Interactions of loop 3 in 6XSO predicted from the XG ligands provided by alignment with 2JEQ. Potential polar contacts between side chains of Lys-129 and Asp-130 and to galactose branch in XG are shown. A network of possible intersugar hydrogen bonds is also indicated. The sugar colors are as follows: glucose (yellow), xylose (cyan), and galactose (magenta). Distances are reported in Å.

Figure 5.

Catalytic efficiency shown as a plot of turnover numbers (k_cat) and Michaelis constants (K_m) for reaction of GH5_4 with GM (yellow triangles), XG (purple circles), lichenan (L, blue squares), and xylan (X, red circles). The slope of the imaginary line drawn from the origin out to each point yields the catalytic efficiency. Error bars, one S.D. of three simultaneous experimental replicates. Dashed lines, linear correlation functions for each substrate, with R² indicated.

Figure 6.

Turnover numbers of GH5_4 measured at 10 mg/ml substrate.
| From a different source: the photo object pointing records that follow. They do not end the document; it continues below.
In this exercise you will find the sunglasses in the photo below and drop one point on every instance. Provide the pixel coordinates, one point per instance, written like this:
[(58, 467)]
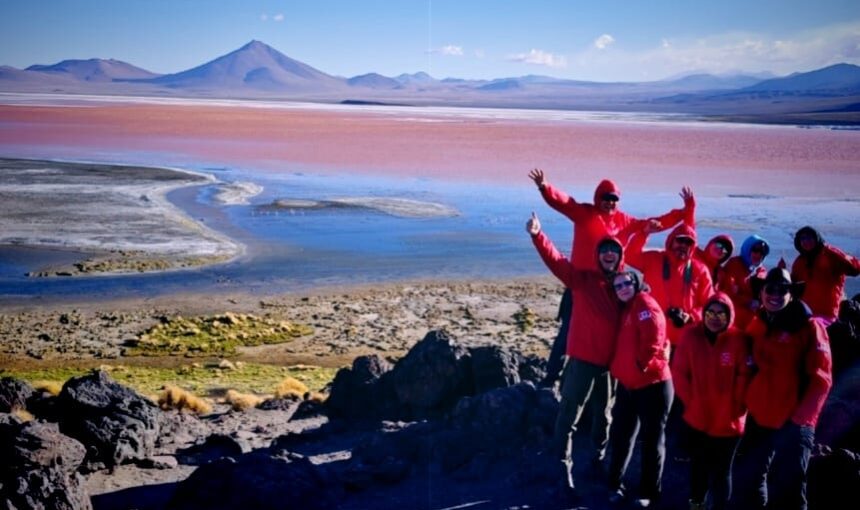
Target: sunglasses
[(622, 285), (776, 289), (710, 314)]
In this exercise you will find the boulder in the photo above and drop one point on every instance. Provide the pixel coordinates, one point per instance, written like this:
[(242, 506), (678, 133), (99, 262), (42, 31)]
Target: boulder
[(115, 424), (38, 470)]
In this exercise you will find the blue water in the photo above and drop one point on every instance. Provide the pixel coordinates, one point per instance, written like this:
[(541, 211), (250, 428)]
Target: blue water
[(290, 251)]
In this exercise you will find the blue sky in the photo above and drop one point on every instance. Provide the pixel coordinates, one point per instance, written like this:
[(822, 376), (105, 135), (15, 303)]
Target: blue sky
[(608, 40)]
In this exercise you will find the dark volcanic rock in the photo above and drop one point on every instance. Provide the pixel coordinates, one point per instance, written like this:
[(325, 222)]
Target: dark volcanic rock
[(257, 480), (38, 470), (14, 394), (115, 424)]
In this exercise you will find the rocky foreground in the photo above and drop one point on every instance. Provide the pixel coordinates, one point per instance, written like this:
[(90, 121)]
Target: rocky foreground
[(446, 426)]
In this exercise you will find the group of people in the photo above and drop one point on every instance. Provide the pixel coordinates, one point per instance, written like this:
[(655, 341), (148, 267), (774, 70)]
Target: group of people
[(744, 354)]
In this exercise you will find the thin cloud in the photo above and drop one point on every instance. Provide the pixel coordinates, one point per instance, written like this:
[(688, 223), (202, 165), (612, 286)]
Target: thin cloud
[(539, 57), (604, 41)]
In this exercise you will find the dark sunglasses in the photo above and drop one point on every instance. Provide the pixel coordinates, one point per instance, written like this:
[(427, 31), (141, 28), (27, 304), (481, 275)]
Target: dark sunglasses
[(622, 285)]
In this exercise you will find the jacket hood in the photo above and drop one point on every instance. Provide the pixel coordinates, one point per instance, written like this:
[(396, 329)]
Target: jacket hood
[(614, 241), (723, 299), (809, 231), (725, 239), (682, 230), (746, 248), (606, 186)]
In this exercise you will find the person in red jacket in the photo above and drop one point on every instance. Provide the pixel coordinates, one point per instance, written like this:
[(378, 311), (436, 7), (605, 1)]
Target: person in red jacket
[(738, 274), (593, 222), (710, 373), (679, 283), (791, 353), (823, 268), (645, 393), (590, 345), (715, 255)]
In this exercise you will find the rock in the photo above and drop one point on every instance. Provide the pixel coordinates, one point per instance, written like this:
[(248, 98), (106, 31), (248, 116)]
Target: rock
[(115, 424), (39, 466), (432, 376), (14, 394), (258, 481)]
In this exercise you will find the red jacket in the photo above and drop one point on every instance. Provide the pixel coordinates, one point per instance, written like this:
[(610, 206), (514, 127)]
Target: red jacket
[(792, 354), (674, 283), (594, 317), (711, 379), (824, 273), (642, 349), (591, 224), (735, 281)]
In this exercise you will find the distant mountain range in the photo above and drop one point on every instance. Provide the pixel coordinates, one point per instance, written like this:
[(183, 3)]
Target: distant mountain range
[(257, 71)]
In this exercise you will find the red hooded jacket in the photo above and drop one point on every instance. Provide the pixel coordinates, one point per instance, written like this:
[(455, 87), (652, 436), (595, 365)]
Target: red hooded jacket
[(594, 317), (642, 349), (674, 283), (792, 354), (591, 224), (711, 379), (824, 273)]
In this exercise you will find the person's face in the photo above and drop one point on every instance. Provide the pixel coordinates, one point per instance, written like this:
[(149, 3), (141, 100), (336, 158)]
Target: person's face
[(717, 250), (716, 317), (682, 247), (623, 286), (808, 242), (775, 296), (608, 203)]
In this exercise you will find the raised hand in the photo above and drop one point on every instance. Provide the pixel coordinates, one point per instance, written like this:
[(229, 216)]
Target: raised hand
[(533, 225), (538, 177)]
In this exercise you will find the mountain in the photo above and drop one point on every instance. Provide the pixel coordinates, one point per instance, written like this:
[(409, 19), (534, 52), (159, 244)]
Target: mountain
[(95, 69), (839, 78), (255, 66)]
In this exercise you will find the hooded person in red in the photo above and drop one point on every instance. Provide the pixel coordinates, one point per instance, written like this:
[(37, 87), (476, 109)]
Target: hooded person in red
[(823, 268), (644, 394), (679, 283), (711, 371), (791, 355), (593, 222), (590, 346)]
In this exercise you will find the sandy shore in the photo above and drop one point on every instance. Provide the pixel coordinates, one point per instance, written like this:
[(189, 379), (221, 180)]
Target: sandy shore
[(120, 214)]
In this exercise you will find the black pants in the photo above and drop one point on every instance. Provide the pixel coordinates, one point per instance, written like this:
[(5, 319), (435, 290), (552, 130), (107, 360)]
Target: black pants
[(710, 466), (646, 408), (775, 459)]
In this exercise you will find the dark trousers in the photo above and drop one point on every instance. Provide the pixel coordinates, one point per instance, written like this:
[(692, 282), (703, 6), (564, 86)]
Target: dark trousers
[(710, 467), (646, 409), (778, 459), (583, 384)]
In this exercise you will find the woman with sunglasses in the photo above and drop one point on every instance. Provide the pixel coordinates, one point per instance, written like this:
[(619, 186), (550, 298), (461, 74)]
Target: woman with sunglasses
[(791, 353), (710, 372), (644, 394)]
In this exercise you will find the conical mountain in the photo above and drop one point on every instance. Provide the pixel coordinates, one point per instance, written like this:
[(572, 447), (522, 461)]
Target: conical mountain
[(256, 66)]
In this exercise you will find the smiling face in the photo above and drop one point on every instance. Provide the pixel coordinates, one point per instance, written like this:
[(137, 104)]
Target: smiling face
[(624, 287)]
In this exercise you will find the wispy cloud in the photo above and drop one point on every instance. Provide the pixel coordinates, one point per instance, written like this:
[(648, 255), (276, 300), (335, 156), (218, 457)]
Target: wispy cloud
[(604, 41), (539, 57)]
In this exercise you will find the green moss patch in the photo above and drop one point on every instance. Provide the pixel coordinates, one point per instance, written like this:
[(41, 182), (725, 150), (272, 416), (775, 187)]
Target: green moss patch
[(219, 335)]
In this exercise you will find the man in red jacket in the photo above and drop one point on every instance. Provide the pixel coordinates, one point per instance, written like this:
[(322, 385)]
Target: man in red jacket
[(823, 268), (711, 370), (791, 352), (593, 222)]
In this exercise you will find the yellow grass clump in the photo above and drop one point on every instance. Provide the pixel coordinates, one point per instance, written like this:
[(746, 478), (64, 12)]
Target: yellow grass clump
[(242, 401), (174, 397), (291, 387)]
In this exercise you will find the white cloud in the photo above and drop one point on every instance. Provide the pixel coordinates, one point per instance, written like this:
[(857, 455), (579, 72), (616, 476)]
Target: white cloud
[(604, 41), (539, 57)]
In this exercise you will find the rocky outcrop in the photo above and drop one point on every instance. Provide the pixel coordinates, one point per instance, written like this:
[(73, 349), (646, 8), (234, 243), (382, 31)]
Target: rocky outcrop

Substrates were as follows: mannan (M), phosphoric acid–swollen cellulose (P), beechwood xylan (X); tamarind XG, lichenan (L), and konjac GM. Error bars, one S.D. over three simultaneous experimental replicates.

Figure 7.

End products of oligo- and polysaccharide hydrolysis by 6UI3 as determined by quantitative NIMS. A, cellulose-based substrates. B, mannose-based substrates. Error bars, one S.D. of three simultaneous experimental replicates.

Figure 8.

Model of cellulose and mannan cleavage specificity in the 6UI3 active-site cleft. A, structure of 6UI3 with β-(1,4)-glucan chain of XG modeled in to approximate the binding of cellohexaose. C-2 carbon atoms are shown as magenta spheres to highlight the location of stereochemical difference between glucose and mannose. Clamp-forming loop 4 and loop 6 are highlighted in blue. Green, Trp; orange, Tyr. B, schematic of 6UI3-binding cleft, highlighting sugar subsites and key binding (Trp-42, Trp-159, Tyr-227) and catalytic (Glu-152, Glu-271) residues. Trp-42 is hypothesized to play an important role in the registry shift from cellulose to mannan binding at the −3 subsite.